My approach is this, but this gives me a texture filled with "noise" on window + the applied effect (all pixels are randomly colored red, green, blue white, black).
I'm using one FBO, with two textures set to GL_COLOR_ATTACHENT0 (tex-a) and GL_COLOR_ATTACHMENT1 (tex-b)
I bind my fbo, make sure it's rendered into the tex-a using glDrawBuffer(GL_COLOR_ATTACHMENT0)
Then I apply the effect in a shader with tex-a bound and set as 'sampler2D'. Using texture unit 1, and switch to the second color attachment (glDrawBuffer(GL_COLOR_ATTACHMENT1)). and render a full screen quad. Everything is now rendered into tex-b
Then I switch back to the default FBO (0) and use tex-b with a full screen quad to render the result.
Example of the result when applying my shader
This is the shader I'm using. I'm not aware this could be what is causing this, but maybe the noise is caused by a overflow?
Vertex shader
attribute vec4 a_pos;
attribute vec2 a_tex;
varying vec2 v_tex;
void main() {
mat4 ident = mat4(1.0);
v_tex = a_tex;
gl_Position = ident * a_pos;
}
Fragment shader
uniform int u_mode;
uniform sampler2D u_texture;
uniform float u_exposure;
uniform float u_decay;
uniform float u_density;
uniform float u_weight;
uniform float u_light_x;
uniform float u_light_y;
const int NUM_SAMPLES = 100;
varying vec2 v_tex;
void main() {
if (u_mode == 0) {
vec2 pos_on_screen = vec2(u_light_x, u_light_y);
vec2 delta_texc = vec2(v_tex.st - pos_on_screen.xy);
vec2 texc = v_tex;
delta_texc *= 1.0 / float(NUM_SAMPLES) * u_density;
float illum_decay = 1.0;
for(int i = 0; i < NUM_SAMPLES; i++) {
texc -= delta_texc;
vec4 sample = texture2D(u_texture, texc);
sample *= illum_decay * u_weight;
gl_FragColor += sample;
illum_decay *= u_decay;
}
gl_FragColor *= u_exposure;
}
else if(u_mode == 1) {
gl_FragColor = texture2D(u_texture, v_tex);
gl_FragColor.a = 1.0;
}
}
I've read this FBO article on opengl.org, where they describe a feedback loop at the bottom of the article. The description is not completely clear to me and I'm wondering if I'm exactly doing what they describe there.
Update 1:
Link to source code
Update 2:
When I first set gl_FragColor.rgb = vec3(0.0, 0.0, 0.0); before I start the sampling loop (with NUM_SAMPLES), it works find.
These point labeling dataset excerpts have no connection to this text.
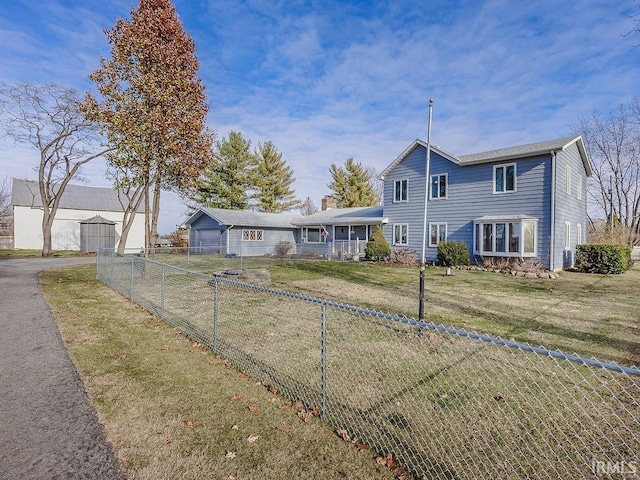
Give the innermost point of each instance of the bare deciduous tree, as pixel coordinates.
(6, 209)
(49, 118)
(613, 145)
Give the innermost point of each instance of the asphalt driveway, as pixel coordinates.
(48, 430)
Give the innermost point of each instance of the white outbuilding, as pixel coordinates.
(77, 204)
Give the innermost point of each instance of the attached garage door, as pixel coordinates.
(208, 238)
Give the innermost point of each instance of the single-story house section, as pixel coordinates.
(239, 232)
(79, 205)
(245, 232)
(341, 230)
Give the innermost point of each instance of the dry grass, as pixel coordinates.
(173, 410)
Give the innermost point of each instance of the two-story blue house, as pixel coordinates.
(526, 202)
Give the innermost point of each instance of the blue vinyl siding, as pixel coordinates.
(470, 195)
(568, 208)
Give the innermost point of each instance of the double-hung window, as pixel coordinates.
(401, 234)
(437, 233)
(252, 235)
(439, 186)
(312, 235)
(504, 178)
(579, 189)
(515, 237)
(578, 234)
(401, 191)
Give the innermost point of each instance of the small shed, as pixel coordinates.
(97, 232)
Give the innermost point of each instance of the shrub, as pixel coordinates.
(453, 253)
(603, 258)
(377, 246)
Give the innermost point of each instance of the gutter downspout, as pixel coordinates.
(228, 228)
(552, 247)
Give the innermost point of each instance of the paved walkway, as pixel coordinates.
(48, 430)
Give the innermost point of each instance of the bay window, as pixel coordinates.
(505, 237)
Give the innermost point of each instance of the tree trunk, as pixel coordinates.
(155, 210)
(47, 221)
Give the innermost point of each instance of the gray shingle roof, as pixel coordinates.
(519, 151)
(250, 218)
(25, 193)
(362, 215)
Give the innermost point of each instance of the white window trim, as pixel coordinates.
(446, 186)
(507, 254)
(394, 191)
(515, 178)
(393, 234)
(246, 232)
(579, 189)
(439, 225)
(578, 233)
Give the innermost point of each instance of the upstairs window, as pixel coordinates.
(437, 233)
(579, 189)
(401, 191)
(439, 186)
(401, 234)
(504, 178)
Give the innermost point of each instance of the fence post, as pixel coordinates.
(131, 287)
(215, 315)
(111, 262)
(162, 288)
(323, 412)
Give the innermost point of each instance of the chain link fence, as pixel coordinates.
(445, 403)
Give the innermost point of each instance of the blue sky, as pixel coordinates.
(329, 80)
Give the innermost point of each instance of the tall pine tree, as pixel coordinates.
(272, 181)
(226, 182)
(352, 185)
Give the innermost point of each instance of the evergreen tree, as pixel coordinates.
(272, 181)
(308, 207)
(352, 185)
(226, 182)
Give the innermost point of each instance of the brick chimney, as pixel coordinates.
(329, 202)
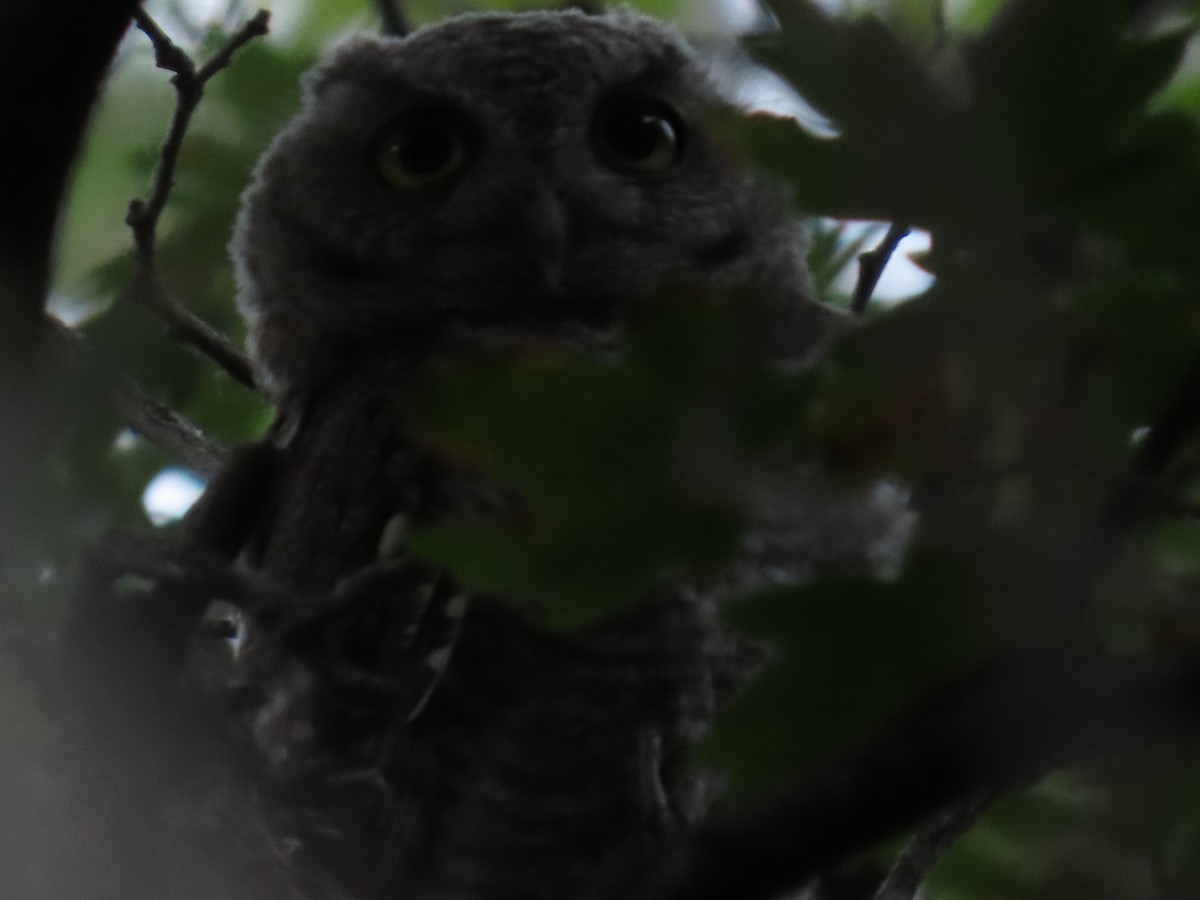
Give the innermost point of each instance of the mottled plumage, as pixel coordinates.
(485, 183)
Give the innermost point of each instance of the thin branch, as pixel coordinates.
(143, 215)
(928, 846)
(162, 426)
(871, 265)
(395, 19)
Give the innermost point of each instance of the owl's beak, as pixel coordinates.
(544, 220)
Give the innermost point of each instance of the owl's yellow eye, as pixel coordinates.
(421, 145)
(637, 133)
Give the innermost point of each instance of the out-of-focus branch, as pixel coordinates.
(928, 846)
(162, 426)
(395, 19)
(63, 48)
(873, 263)
(147, 287)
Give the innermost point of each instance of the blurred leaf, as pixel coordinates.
(628, 469)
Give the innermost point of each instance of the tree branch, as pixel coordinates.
(147, 287)
(162, 426)
(871, 265)
(64, 49)
(928, 846)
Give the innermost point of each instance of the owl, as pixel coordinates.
(492, 181)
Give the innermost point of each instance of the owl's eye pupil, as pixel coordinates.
(639, 133)
(420, 147)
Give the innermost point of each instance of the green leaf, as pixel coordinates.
(627, 469)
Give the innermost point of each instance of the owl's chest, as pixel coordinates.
(352, 479)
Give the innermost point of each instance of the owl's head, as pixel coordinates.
(520, 171)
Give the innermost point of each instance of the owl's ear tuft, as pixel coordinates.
(359, 58)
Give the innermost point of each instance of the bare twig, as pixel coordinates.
(395, 19)
(871, 265)
(163, 427)
(144, 214)
(928, 846)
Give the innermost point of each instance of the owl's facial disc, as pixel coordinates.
(423, 145)
(545, 226)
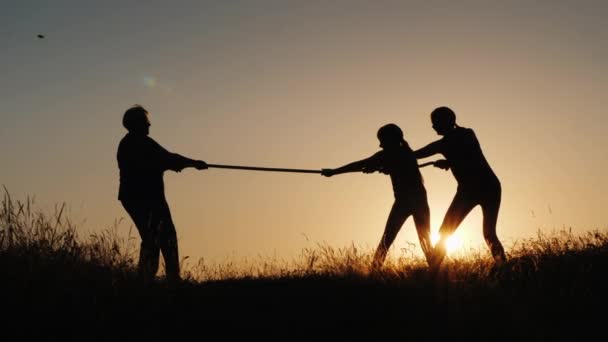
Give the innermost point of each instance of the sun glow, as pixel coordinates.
(453, 243)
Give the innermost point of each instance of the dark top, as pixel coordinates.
(142, 163)
(467, 162)
(402, 166)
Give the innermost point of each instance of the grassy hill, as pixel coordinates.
(57, 285)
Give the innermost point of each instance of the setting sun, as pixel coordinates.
(454, 242)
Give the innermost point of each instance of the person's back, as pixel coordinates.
(401, 165)
(141, 169)
(397, 160)
(477, 183)
(142, 162)
(467, 162)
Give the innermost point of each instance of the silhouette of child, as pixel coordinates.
(142, 163)
(397, 160)
(477, 183)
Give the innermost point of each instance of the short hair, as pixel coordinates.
(133, 116)
(444, 114)
(390, 131)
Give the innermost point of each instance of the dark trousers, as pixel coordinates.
(464, 201)
(401, 210)
(157, 232)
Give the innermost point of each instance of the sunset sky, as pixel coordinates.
(305, 84)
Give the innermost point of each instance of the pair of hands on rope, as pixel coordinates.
(197, 164)
(441, 164)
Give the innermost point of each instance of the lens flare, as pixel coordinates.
(150, 81)
(452, 244)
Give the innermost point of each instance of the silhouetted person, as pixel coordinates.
(477, 183)
(142, 162)
(397, 160)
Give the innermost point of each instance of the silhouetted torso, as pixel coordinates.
(467, 162)
(402, 167)
(142, 162)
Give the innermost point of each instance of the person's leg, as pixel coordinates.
(168, 244)
(147, 225)
(461, 206)
(422, 220)
(490, 207)
(396, 218)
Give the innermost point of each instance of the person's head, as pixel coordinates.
(390, 136)
(136, 120)
(444, 120)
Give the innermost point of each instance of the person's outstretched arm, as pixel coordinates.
(428, 150)
(432, 149)
(367, 165)
(176, 162)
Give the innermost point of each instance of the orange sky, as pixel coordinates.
(306, 85)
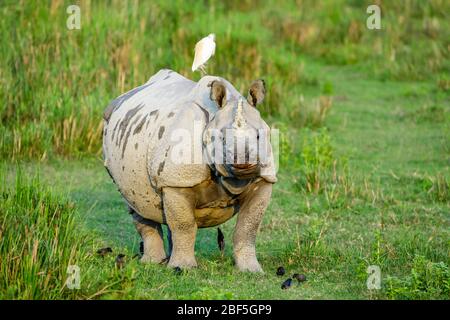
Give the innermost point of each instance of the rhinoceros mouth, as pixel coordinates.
(244, 171)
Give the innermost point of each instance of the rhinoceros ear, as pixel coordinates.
(256, 92)
(218, 92)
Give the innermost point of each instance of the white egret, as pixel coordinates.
(204, 49)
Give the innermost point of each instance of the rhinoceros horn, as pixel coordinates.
(239, 120)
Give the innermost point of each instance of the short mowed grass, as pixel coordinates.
(364, 117)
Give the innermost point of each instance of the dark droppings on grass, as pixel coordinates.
(120, 261)
(281, 271)
(104, 251)
(178, 271)
(286, 284)
(299, 277)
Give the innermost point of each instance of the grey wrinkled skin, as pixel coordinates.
(138, 141)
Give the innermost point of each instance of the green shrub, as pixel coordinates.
(427, 280)
(38, 241)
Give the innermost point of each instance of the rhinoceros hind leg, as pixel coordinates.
(152, 236)
(179, 206)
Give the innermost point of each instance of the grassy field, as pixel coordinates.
(365, 151)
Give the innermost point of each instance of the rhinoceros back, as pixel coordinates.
(138, 137)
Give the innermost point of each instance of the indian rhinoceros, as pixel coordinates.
(162, 145)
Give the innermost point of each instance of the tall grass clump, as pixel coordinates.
(38, 240)
(427, 280)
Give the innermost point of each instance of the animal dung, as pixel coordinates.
(286, 284)
(177, 270)
(120, 261)
(141, 247)
(281, 271)
(220, 240)
(299, 277)
(104, 251)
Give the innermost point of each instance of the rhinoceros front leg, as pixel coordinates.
(179, 206)
(152, 236)
(252, 207)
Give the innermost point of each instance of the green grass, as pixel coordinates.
(365, 151)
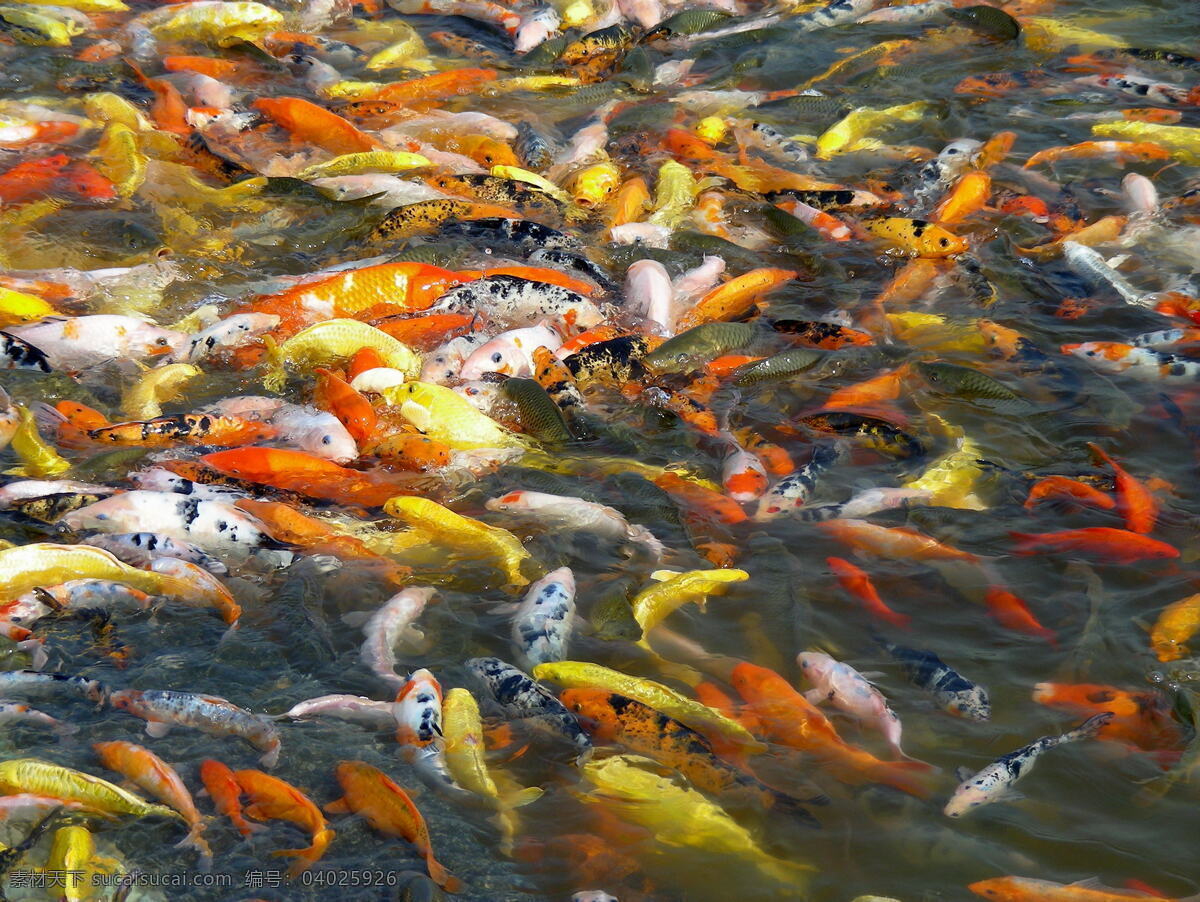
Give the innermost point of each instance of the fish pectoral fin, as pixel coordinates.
(292, 853)
(1095, 884)
(523, 797)
(505, 608)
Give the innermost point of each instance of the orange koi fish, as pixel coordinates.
(336, 396)
(1141, 719)
(287, 524)
(210, 66)
(791, 720)
(1121, 151)
(705, 501)
(735, 298)
(858, 583)
(870, 392)
(427, 331)
(222, 788)
(1014, 614)
(611, 717)
(1105, 543)
(1135, 503)
(1063, 487)
(895, 542)
(160, 780)
(969, 196)
(1177, 623)
(1027, 889)
(274, 798)
(387, 807)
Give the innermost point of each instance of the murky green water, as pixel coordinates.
(1079, 817)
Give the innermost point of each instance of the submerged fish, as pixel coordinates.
(990, 783)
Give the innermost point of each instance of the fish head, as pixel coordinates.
(744, 479)
(126, 699)
(815, 665)
(750, 680)
(418, 680)
(481, 394)
(151, 341)
(563, 577)
(1167, 648)
(510, 501)
(499, 355)
(1000, 889)
(967, 797)
(971, 703)
(597, 710)
(330, 440)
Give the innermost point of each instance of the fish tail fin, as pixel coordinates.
(195, 840)
(247, 828)
(1090, 727)
(442, 877)
(525, 797)
(795, 807)
(1026, 542)
(276, 373)
(909, 776)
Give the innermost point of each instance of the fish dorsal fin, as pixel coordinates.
(1093, 883)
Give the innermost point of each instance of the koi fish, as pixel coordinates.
(40, 777)
(990, 783)
(1139, 717)
(215, 525)
(273, 798)
(355, 709)
(681, 816)
(847, 690)
(1119, 546)
(521, 698)
(465, 758)
(611, 717)
(1177, 623)
(858, 583)
(789, 719)
(387, 807)
(221, 785)
(541, 626)
(160, 780)
(384, 629)
(949, 689)
(162, 709)
(575, 515)
(418, 720)
(1027, 889)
No idea why though.
The problem is that you're not initializing gl_FragColor, and you're modifying it with the lines
gl_FragColor += sample;
and
gl_FragColor *= u_exposure;
both of which depend on the previous value of gl_FragColor. So you're getting some random junk (whatever happened to be in the register that the shader compiler decided to use for the gl_FragColor computation) added in. This has a strong possibility of working fine on some driver/hardware combinations (because the compiler decided to use a register that was always 0 for some reason) and not on others.